Paul Keightley was aged just 15 when he murdered a 49-year-old man with a hammer in 1991 and badly injured another man by setting fire to his mattress.

He was finally released from jail in December last year and went to live in a bail hostel in Bury.

But Bolton Crown Court heard how, at 3.30am on August 6 he was in Silver Street, Bury, where the 19-year-old victim was enjoying a night out with friends.

Lindsay Thomas, prosecuting, said 40-year-old Keightley was behaving strangely and asked her: “Are you talking to me?”

Then Keightley turned to face her with a sword in his hand and boasted to the frightened teenager: “I’ve done 10 years for murder – it won’t stop me doing anything to you.”

After asking for a cigarette Keightley put the sword down the front of his trousers and the girl ran to a nearby club and rang police.

Officers who arrived 15 minutes later searched him a found the 18 inch long blade inside his jeans.

He initially claimed to police that he had been given the sword to hold by men who had gone inside a club to get him a cigarette.

The court heard how Keightley has spent most of his life in prison. In 1992 he was given a life sentence after killing a man by attacking him with a hammer, copper piping and pint pot before pouring bleach over him.
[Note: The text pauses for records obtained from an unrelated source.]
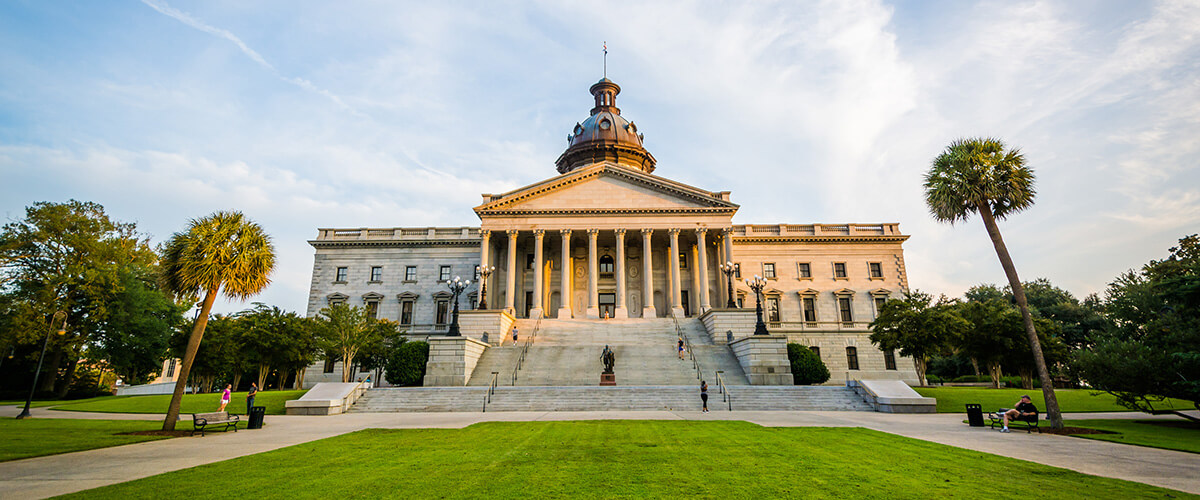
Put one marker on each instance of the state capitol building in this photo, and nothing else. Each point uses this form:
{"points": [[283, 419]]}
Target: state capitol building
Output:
{"points": [[606, 239]]}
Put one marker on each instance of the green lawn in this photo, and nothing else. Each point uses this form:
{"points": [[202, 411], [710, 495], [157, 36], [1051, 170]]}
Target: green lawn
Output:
{"points": [[192, 403], [37, 437], [625, 459], [954, 399], [1168, 434]]}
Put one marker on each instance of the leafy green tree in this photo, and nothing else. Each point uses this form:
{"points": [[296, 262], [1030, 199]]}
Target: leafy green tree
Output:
{"points": [[226, 253], [917, 327], [1151, 350], [985, 178], [807, 366]]}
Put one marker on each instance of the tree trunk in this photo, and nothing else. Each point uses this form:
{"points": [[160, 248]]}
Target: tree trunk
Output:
{"points": [[193, 344], [1039, 361]]}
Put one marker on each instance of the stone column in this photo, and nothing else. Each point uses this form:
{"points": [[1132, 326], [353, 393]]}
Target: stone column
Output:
{"points": [[593, 271], [673, 258], [702, 270], [647, 276], [485, 247], [564, 307], [510, 294], [622, 311], [538, 287]]}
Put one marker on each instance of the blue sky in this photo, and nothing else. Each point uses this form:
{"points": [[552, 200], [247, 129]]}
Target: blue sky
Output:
{"points": [[387, 114]]}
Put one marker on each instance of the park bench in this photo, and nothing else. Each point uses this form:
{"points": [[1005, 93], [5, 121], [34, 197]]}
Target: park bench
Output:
{"points": [[203, 421], [1031, 422]]}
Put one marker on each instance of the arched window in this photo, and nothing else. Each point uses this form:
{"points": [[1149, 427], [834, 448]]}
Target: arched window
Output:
{"points": [[606, 265]]}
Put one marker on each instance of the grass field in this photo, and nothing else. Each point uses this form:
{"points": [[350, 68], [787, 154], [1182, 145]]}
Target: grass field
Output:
{"points": [[1168, 434], [624, 459], [40, 437], [192, 403], [954, 399]]}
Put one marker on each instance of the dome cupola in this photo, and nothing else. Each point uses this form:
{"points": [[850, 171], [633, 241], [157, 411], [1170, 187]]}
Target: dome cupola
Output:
{"points": [[605, 136]]}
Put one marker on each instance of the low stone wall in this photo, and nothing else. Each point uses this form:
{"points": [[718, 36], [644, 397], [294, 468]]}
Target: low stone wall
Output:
{"points": [[720, 321], [763, 359], [453, 360], [497, 323]]}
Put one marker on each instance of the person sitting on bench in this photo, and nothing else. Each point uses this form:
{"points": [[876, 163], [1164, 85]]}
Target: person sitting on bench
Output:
{"points": [[1024, 410]]}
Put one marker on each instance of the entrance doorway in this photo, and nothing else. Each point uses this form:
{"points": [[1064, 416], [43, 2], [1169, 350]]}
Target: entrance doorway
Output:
{"points": [[607, 305]]}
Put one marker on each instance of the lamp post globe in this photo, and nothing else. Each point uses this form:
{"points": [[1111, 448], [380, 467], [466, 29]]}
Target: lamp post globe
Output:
{"points": [[456, 287]]}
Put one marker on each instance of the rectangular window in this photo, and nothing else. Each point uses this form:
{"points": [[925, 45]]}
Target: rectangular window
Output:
{"points": [[846, 314], [810, 311], [406, 312]]}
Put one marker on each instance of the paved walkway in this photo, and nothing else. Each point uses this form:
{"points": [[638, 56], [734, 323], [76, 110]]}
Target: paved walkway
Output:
{"points": [[54, 475]]}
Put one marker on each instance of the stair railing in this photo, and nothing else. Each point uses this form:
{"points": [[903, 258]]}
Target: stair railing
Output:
{"points": [[725, 391], [491, 390], [525, 351], [691, 353]]}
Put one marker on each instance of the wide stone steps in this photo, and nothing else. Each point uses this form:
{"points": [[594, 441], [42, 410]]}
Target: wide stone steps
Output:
{"points": [[595, 398]]}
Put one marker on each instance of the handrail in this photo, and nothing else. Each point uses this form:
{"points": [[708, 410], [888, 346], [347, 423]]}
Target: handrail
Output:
{"points": [[525, 350], [491, 390], [725, 391]]}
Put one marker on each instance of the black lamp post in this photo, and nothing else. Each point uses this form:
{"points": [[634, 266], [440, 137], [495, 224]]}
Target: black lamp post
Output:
{"points": [[63, 330], [729, 269], [757, 284], [484, 273], [456, 287]]}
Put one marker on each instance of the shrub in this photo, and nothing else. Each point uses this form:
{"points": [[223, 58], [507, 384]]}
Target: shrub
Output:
{"points": [[807, 366], [406, 363]]}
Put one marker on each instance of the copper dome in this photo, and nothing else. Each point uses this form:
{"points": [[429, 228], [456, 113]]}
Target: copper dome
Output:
{"points": [[605, 136]]}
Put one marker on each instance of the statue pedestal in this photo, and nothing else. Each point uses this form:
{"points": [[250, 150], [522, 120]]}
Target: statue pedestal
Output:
{"points": [[607, 379]]}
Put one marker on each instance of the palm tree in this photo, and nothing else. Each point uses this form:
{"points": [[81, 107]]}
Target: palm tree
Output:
{"points": [[222, 252], [981, 175]]}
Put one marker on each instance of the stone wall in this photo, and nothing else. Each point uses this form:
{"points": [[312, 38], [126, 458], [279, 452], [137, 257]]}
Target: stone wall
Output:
{"points": [[763, 359], [451, 360]]}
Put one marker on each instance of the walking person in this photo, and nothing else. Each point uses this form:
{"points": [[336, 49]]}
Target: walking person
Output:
{"points": [[250, 396], [225, 397]]}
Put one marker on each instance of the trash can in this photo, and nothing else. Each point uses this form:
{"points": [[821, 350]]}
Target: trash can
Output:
{"points": [[975, 415], [256, 417]]}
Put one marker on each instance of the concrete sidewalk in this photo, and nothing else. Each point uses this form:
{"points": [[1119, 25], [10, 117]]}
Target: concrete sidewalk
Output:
{"points": [[54, 475]]}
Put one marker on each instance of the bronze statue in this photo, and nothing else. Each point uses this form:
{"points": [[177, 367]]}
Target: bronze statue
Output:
{"points": [[609, 357]]}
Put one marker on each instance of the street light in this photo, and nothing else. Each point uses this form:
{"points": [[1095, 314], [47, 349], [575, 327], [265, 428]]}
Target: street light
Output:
{"points": [[484, 273], [729, 269], [456, 287], [757, 284], [63, 330]]}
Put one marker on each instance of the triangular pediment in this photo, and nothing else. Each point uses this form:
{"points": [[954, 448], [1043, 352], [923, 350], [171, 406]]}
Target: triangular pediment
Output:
{"points": [[607, 187]]}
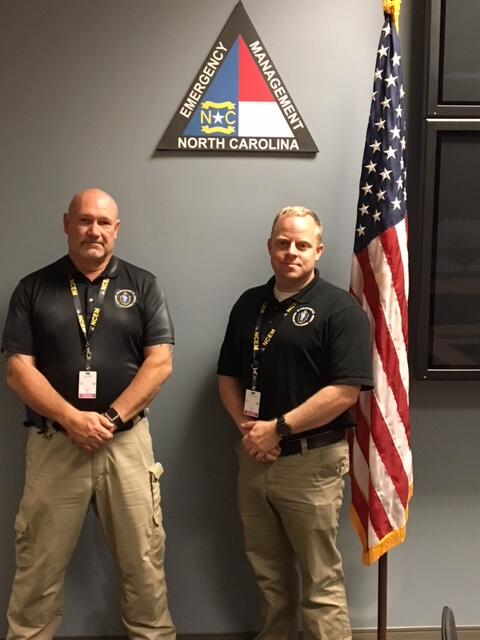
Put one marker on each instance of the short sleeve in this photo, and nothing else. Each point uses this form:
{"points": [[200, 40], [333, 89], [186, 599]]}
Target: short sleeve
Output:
{"points": [[17, 333], [158, 326], [349, 348]]}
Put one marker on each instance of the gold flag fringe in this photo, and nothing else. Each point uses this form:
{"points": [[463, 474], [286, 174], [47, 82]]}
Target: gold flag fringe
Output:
{"points": [[393, 8]]}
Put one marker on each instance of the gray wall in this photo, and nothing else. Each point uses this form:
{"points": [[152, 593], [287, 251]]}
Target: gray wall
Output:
{"points": [[88, 88]]}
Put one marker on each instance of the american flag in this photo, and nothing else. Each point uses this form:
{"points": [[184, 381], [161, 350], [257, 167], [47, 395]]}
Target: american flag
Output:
{"points": [[381, 460]]}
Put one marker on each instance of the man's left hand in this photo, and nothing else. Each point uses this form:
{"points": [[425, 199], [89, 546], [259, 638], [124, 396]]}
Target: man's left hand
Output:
{"points": [[260, 437]]}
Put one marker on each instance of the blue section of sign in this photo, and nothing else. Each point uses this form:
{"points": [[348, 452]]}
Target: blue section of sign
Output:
{"points": [[217, 114]]}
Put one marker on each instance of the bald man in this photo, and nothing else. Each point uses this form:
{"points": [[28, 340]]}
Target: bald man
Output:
{"points": [[88, 341]]}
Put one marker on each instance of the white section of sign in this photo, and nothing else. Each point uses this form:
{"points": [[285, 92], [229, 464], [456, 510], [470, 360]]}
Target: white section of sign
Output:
{"points": [[262, 119]]}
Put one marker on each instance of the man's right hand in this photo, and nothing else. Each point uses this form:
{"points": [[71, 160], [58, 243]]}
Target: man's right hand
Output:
{"points": [[89, 430]]}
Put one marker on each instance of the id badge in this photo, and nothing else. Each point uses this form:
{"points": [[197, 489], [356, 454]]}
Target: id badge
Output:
{"points": [[252, 403], [87, 384]]}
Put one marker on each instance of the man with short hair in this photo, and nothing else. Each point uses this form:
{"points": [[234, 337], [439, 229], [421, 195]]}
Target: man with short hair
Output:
{"points": [[295, 356], [89, 344]]}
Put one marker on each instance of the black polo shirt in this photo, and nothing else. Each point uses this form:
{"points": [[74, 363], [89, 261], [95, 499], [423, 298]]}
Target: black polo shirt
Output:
{"points": [[42, 322], [324, 340]]}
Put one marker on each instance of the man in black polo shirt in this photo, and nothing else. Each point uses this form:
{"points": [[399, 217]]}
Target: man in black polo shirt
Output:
{"points": [[89, 344], [295, 356]]}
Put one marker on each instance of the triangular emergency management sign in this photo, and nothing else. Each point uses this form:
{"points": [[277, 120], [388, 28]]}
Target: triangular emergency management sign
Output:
{"points": [[238, 101]]}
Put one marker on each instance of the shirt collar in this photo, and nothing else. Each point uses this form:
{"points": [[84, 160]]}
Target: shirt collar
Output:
{"points": [[69, 269], [300, 296]]}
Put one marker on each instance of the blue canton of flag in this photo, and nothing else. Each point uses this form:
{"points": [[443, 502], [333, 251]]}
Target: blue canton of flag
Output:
{"points": [[382, 200]]}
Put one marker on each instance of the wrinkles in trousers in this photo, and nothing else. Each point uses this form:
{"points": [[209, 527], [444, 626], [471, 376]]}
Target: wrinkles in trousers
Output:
{"points": [[121, 482]]}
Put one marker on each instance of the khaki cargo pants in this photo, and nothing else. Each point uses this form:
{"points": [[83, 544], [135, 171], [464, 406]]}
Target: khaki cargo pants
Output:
{"points": [[289, 509], [121, 481]]}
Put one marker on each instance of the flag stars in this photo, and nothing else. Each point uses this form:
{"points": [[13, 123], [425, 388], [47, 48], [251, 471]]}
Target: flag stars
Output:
{"points": [[367, 188], [390, 152], [383, 51], [396, 59], [385, 174], [396, 204], [390, 81], [386, 102], [395, 133]]}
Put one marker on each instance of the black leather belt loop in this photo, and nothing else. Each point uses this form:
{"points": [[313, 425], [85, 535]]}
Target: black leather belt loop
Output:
{"points": [[124, 427], [292, 447]]}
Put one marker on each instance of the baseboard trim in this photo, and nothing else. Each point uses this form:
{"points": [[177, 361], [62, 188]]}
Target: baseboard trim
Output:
{"points": [[408, 633]]}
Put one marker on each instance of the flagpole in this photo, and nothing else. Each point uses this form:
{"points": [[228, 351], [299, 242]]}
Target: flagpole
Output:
{"points": [[382, 598]]}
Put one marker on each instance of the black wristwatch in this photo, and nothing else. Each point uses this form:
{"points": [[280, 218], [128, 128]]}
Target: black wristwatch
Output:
{"points": [[282, 428], [114, 417]]}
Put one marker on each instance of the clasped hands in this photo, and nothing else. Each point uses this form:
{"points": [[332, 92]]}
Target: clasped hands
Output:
{"points": [[89, 430], [260, 439]]}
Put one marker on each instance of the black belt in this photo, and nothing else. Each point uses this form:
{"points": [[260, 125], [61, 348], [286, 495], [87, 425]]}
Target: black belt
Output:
{"points": [[291, 447], [125, 426]]}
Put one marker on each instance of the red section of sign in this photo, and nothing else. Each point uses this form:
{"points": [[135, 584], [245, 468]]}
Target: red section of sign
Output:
{"points": [[251, 84]]}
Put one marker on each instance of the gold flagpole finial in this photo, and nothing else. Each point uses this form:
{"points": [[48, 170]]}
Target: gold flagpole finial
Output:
{"points": [[393, 8]]}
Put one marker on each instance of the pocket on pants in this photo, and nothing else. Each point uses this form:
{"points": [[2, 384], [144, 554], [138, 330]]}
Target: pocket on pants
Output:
{"points": [[22, 541], [155, 472]]}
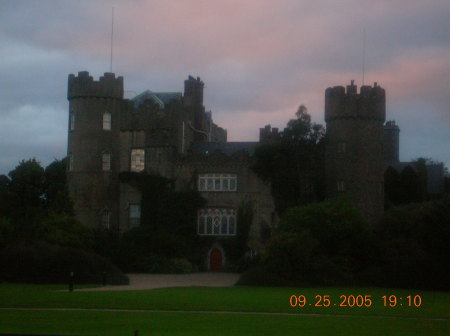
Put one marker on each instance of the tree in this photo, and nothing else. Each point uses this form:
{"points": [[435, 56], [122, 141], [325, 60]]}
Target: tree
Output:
{"points": [[294, 165], [326, 243], [57, 199]]}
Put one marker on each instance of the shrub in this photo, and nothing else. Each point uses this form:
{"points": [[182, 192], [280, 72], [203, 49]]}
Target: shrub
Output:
{"points": [[324, 243]]}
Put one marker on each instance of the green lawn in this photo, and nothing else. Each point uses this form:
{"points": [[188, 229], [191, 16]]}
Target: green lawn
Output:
{"points": [[431, 318]]}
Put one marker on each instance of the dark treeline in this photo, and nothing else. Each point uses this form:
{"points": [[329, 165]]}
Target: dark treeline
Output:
{"points": [[40, 239], [328, 242]]}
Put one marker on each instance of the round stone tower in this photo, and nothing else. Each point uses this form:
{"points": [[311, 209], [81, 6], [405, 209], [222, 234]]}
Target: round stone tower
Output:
{"points": [[93, 145], [354, 150]]}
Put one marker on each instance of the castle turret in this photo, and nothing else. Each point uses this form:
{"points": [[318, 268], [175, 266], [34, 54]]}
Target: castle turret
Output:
{"points": [[193, 100], [354, 151], [93, 144], [391, 142], [193, 91]]}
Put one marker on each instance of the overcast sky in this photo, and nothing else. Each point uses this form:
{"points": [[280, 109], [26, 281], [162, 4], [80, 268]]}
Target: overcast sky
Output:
{"points": [[259, 60]]}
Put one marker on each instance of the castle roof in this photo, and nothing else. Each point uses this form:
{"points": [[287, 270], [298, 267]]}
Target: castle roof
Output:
{"points": [[160, 98]]}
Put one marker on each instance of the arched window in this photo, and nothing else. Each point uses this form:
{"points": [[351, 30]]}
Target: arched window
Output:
{"points": [[106, 161], [137, 160], [107, 121], [106, 219], [70, 162], [71, 120], [217, 182], [217, 222], [135, 214]]}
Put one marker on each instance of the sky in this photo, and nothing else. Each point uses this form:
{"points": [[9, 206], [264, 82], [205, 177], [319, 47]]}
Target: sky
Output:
{"points": [[259, 60]]}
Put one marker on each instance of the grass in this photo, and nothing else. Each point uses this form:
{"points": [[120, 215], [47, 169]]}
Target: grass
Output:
{"points": [[333, 320]]}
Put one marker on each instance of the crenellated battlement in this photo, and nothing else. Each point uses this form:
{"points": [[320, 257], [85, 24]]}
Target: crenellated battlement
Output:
{"points": [[83, 85], [347, 103]]}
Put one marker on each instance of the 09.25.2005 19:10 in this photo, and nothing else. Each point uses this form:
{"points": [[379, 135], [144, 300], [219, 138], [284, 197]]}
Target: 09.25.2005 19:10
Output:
{"points": [[355, 301]]}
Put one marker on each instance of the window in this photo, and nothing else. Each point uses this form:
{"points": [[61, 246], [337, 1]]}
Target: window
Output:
{"points": [[217, 222], [71, 120], [137, 160], [106, 162], [217, 182], [135, 214], [70, 162], [106, 219], [107, 121]]}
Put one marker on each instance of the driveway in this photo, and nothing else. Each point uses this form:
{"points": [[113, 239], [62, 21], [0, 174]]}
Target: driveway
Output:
{"points": [[152, 281]]}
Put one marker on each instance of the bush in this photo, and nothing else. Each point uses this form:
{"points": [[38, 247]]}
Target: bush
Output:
{"points": [[43, 263], [64, 230]]}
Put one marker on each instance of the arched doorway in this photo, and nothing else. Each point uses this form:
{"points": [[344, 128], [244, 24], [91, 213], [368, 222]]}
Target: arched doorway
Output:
{"points": [[215, 260]]}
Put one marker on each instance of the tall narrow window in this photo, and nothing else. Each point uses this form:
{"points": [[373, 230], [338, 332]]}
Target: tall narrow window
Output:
{"points": [[217, 182], [137, 160], [135, 215], [217, 222], [107, 121], [106, 219], [71, 120], [70, 162], [341, 147], [106, 162]]}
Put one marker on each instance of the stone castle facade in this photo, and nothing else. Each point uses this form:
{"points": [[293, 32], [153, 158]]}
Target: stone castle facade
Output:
{"points": [[172, 134]]}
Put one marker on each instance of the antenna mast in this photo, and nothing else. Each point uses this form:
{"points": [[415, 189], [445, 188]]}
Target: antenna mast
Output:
{"points": [[364, 55], [112, 34]]}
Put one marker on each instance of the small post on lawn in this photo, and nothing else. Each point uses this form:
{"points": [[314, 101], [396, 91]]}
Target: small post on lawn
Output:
{"points": [[71, 282]]}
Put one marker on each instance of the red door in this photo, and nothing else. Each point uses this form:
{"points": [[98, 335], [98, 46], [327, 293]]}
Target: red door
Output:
{"points": [[215, 260]]}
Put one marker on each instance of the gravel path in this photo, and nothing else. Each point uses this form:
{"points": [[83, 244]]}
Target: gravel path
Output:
{"points": [[152, 281]]}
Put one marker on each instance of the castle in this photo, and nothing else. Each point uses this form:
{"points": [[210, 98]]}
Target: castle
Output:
{"points": [[171, 134]]}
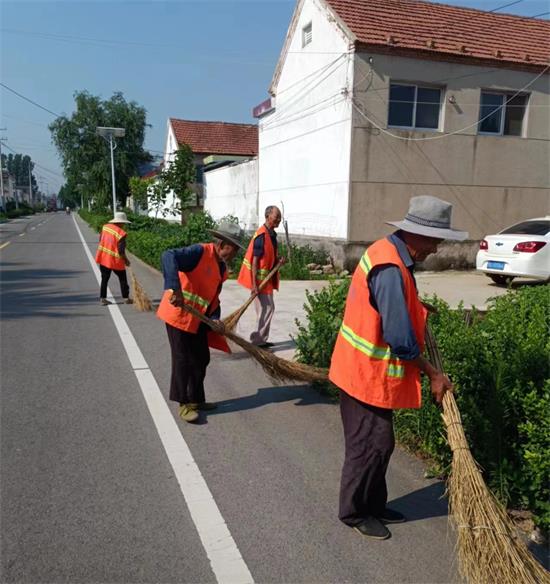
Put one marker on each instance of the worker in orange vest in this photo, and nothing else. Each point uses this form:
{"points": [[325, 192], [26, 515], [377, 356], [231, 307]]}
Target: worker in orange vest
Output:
{"points": [[111, 257], [377, 359], [194, 275], [260, 258]]}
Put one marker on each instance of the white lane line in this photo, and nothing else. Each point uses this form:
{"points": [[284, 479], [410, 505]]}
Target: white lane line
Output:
{"points": [[225, 558]]}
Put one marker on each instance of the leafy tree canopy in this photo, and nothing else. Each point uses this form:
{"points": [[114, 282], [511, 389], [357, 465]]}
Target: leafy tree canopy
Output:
{"points": [[18, 166], [85, 156]]}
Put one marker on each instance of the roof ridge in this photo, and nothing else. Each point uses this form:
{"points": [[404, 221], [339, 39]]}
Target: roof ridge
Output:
{"points": [[465, 8], [213, 122]]}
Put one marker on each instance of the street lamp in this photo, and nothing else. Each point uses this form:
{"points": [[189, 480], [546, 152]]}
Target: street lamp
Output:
{"points": [[108, 134]]}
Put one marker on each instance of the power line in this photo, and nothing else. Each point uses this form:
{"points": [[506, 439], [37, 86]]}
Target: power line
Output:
{"points": [[439, 136], [36, 163], [29, 100], [506, 5]]}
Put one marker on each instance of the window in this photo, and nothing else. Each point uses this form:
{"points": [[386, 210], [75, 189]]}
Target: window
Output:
{"points": [[502, 114], [539, 227], [307, 34], [412, 106]]}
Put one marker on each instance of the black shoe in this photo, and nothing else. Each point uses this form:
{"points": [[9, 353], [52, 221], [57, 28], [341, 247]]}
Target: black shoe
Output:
{"points": [[391, 516], [372, 527]]}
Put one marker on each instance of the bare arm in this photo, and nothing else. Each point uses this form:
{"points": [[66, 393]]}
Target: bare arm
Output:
{"points": [[439, 382]]}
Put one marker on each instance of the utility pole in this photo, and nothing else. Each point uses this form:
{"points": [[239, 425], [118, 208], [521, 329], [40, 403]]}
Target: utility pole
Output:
{"points": [[13, 192], [31, 194], [2, 174]]}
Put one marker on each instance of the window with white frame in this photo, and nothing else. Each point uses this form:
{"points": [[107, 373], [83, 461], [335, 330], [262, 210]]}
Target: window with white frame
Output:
{"points": [[502, 114], [307, 34], [414, 106]]}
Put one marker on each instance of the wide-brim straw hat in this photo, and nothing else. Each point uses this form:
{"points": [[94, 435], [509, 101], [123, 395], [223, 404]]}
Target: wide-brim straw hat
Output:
{"points": [[431, 217], [120, 217], [229, 232]]}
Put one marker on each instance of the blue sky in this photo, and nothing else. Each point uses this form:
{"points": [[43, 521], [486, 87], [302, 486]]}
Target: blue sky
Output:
{"points": [[195, 60]]}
Keightley, then a teenager, also used a lit cigarette to set fire to a mattress where a man lay unconscious. The victim suffered serious injuries.

Following the sword incident Keightley, of Wellington Road, Bury, pleaded guilty to making threats with a bladed article.

Darren Preston, defending, told the court that Keightley had spent so long behind bars that he was institutionalised and struggled to cope after he was released last year.

“Here was a man who had never, in his entire life, lived independently and was having to live by himself,” said Mr Preston.

“He was put in a flat and effectively left to his own devices.”

He added that Keightley’s father had even contacted an MP in a bid to get assistance for his son.

Mr Preston speculated about the reason why Keightley was carrying a sword.

“This, at least subconsciously, must have been a cry for help to get himself back in custody where he feels more comfortable,” he said.

But he stressed that the threats to the woman had only been verbal and Keightley had held the sword at his side and not brandished it.

Sentencing Keightley to 30 months in prison, Judge Timothy Stead told him: “I think you are a dangerous individual.”